How Neural Networks Work

How does a single neuron work? The input signals (1) are summed (2), with each input having its own weight w. Then an activation function (3) is applied to the result.

This function can be of the following types:

step (outputs 0 or 1);
linear;
sigmoid.

Back in 1943, McCulloch and Pitts showed that a network of neurons can perform various operations. But first, the network has to be trained—tuning each neuron’s w weights so that signals propagate the way we want. Implementing and training a neural network from scratch is hard, but fortunately the necessary libraries already exist. Thanks to Python’s concise syntax, you can do it all in just a few lines of code.

Let’s take a simple neural network and train it to compute the XOR function. Of course, using a neural network to compute XOR isn’t practical. But it’s a convenient way to understand the basics of training and inference and to trace the network’s behavior step by step. Doing this with larger networks would be too complex and unwieldy.

A Simple Neural Network

First, import the required libraries—in our case, tensorflow. I’m also turning off debug logging and GPU usage, since we won’t need them. For working with arrays, we’ll use the numpy library.

import os
os.environ['TF_CPP_MIN_LOG_LEVEL'] = '3'
os.environ["CUDA_VISIBLE_DEVICES"] = "-1"
from tensorflow import keras
from tensorflow.keras import layers
from tensorflow.keras import Sequential
from tensorflow.keras.layers import Conv2D, MaxPooling2D, Flatten, Dense, Dropout, Activation, BatchNormalization, AveragePooling2D
from tensorflow.keras.optimizers import SGD, RMSprop, Adam
import tensorflow_datasets as tfds  # pip install tensorflow-datasets
import tensorflow as tf
import logging
import numpy as np
tf.logging.set_verbosity(tf.logging.ERROR)
tf.get_logger().setLevel(logging.ERROR)

Now we’re ready to build a neural network. Thanks to TensorFlow, it only takes four lines of code.

model = Sequential()
model.add(Dense(2, input_dim=2, activation='relu'))
model.add(Dense(1, activation='sigmoid'))
model.compile(loss='binary_crossentropy', optimizer=SGD(lr=0.1))

We built a neural network model—the Sequential class—and added two layers: an input layer and an output layer. This type of network is called a multilayer perceptron (MLP); in general form, it looks like this.

In our case, the network has two inputs (the input layer), two neurons in the hidden layer, and a single output.

Let’s see what we’ve got:

print(model.summary())

Training a neural network comes down to finding the values of its parameters.
Our network has nine parameters. To train it, we need a dataset; in our case, it’s the outputs of the XOR function.

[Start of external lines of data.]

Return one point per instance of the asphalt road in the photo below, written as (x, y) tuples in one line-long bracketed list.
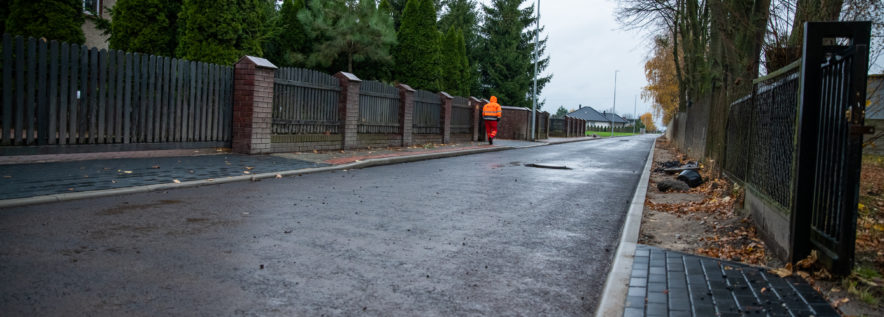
[(472, 235)]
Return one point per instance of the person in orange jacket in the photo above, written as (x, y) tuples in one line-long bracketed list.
[(491, 114)]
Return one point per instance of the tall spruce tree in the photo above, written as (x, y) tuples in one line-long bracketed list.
[(454, 64), (507, 62), (222, 31), (352, 31), (417, 55), (51, 19), (464, 15), (290, 45), (145, 26)]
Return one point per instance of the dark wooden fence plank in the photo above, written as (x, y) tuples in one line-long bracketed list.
[(127, 103), (119, 93), (51, 135), (31, 93), (163, 112), (173, 99), (151, 100), (93, 94), (20, 90), (8, 65), (102, 96), (143, 86), (191, 92), (80, 61), (64, 94), (42, 115)]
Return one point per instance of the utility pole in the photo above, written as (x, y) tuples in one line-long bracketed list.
[(634, 117), (613, 107), (534, 101)]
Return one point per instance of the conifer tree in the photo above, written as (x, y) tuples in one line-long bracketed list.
[(290, 45), (222, 31), (455, 67), (351, 31), (417, 56), (464, 15), (507, 59), (51, 19), (145, 26)]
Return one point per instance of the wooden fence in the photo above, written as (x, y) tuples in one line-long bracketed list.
[(55, 93), (305, 102), (427, 113), (378, 108), (461, 115)]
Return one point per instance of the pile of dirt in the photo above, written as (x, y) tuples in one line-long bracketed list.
[(700, 220)]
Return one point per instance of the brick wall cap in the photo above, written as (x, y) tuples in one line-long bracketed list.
[(348, 76), (406, 87), (257, 61), (515, 108)]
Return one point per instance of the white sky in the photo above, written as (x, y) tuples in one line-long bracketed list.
[(586, 45)]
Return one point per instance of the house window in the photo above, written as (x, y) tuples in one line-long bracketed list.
[(92, 7)]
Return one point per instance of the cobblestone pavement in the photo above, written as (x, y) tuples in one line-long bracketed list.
[(668, 283), (29, 180)]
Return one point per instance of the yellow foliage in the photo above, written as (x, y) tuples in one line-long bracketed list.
[(662, 86)]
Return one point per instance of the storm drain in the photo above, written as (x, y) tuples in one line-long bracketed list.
[(555, 167)]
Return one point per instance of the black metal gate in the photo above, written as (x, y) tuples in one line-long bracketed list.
[(833, 94)]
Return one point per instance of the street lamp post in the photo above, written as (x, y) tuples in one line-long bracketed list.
[(634, 118), (534, 101), (614, 107)]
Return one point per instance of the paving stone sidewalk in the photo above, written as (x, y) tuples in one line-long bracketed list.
[(669, 283), (101, 171)]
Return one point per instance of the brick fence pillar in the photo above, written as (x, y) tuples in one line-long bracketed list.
[(348, 108), (252, 105), (406, 113), (446, 116), (475, 115)]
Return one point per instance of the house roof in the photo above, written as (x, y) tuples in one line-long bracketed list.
[(588, 114), (617, 119)]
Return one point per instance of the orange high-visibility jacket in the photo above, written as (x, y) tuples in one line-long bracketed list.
[(491, 110)]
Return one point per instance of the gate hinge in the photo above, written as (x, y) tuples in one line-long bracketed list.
[(856, 129)]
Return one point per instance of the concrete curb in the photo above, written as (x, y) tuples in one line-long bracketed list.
[(617, 284), (17, 202)]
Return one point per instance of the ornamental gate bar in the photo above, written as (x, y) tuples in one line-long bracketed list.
[(829, 152)]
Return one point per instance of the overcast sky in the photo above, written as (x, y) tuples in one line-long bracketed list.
[(586, 45)]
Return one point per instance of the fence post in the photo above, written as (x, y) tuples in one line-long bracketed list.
[(476, 105), (252, 105), (406, 112), (348, 108), (446, 116)]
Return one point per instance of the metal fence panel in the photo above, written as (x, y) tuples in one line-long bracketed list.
[(305, 102), (460, 116), (427, 113), (378, 108), (55, 93)]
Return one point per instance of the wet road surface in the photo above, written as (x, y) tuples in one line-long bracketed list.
[(479, 234)]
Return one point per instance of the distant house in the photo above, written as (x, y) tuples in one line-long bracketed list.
[(597, 119), (94, 38)]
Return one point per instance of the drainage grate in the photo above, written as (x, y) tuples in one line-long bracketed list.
[(556, 167)]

X = np.array([[0,0], [0,1], [1,0], [1,1]])
y = np.array([[0], [1], [1], [0]])
model.fit(X, y, batch_size=1, epochs=1000, verbose=0)

The fit function starts the training process, which we’ll run a thousand times; on each iteration, the network’s parameters are updated. Our network is small, so training will be fast. Once training is complete, the model is ready to use:

print("Network test:")
print("XOR(0,0):", model.predict_proba(np.array([[0, 0]])))
print("XOR(0,1):", model.predict_proba(np.array([[0, 1]])))
print("XOR(1,0):", model.predict_proba(np.array([[1, 0]])))
print("XOR(1,1):", model.predict_proba(np.array([[1, 1]])))

The result aligns with what the network was trained on.

Network test:
XOR(0,0): [[0.00741202]]
XOR(0,1): [[0.99845064]]
XOR(1,0): [[0.9984376]]
XOR(1,1): [[0.00741202]]

We can display all the values of the computed coefficients on the screen.

# Parameters layer 1
W1 = model.get_weights()[0]
b1 = model.get_weights()[1]
# Parameters layer 2
W2 = model.get_weights()[2]
b2 = model.get_weights()[3]
print("W1:", W1)
print("b1:", b1)
print("W2:", W2)
print("b2:", b2)
print()

Result:

W1: [[ 2.8668058 -2.904025 ] [-2.871452 2.9036295]]
b1: [-0.00128211 -0.00191825]
W2: [[3.9633768] [3.9168582]]
b2: [-4.897212]

The internal implementation of the model.predict_proba function looks roughly like this:

x_in = [0, 1]
# Input
X1 = np.array([x_in], "float32")
# First layer calculation
L1 = np.dot(X1, W1) + b1
# Relu activation function: y = max(0, x)
X2 = np.maximum(L1, 0)
# Second layer calculation
L2 = np.dot(X2, W2) + b2
# Sigmoid
output = 1 / (1 + np.exp(-L2))

Consider the case where the network receives the input [0, 1]:

L1 = X1*W1 + b1 = [0*2.8668058 + 1*-2.871452 + -0.0012821, 0*-2.904025 + 1*2.9036295 + -0.00191825] = [-2.8727343 2.9017112]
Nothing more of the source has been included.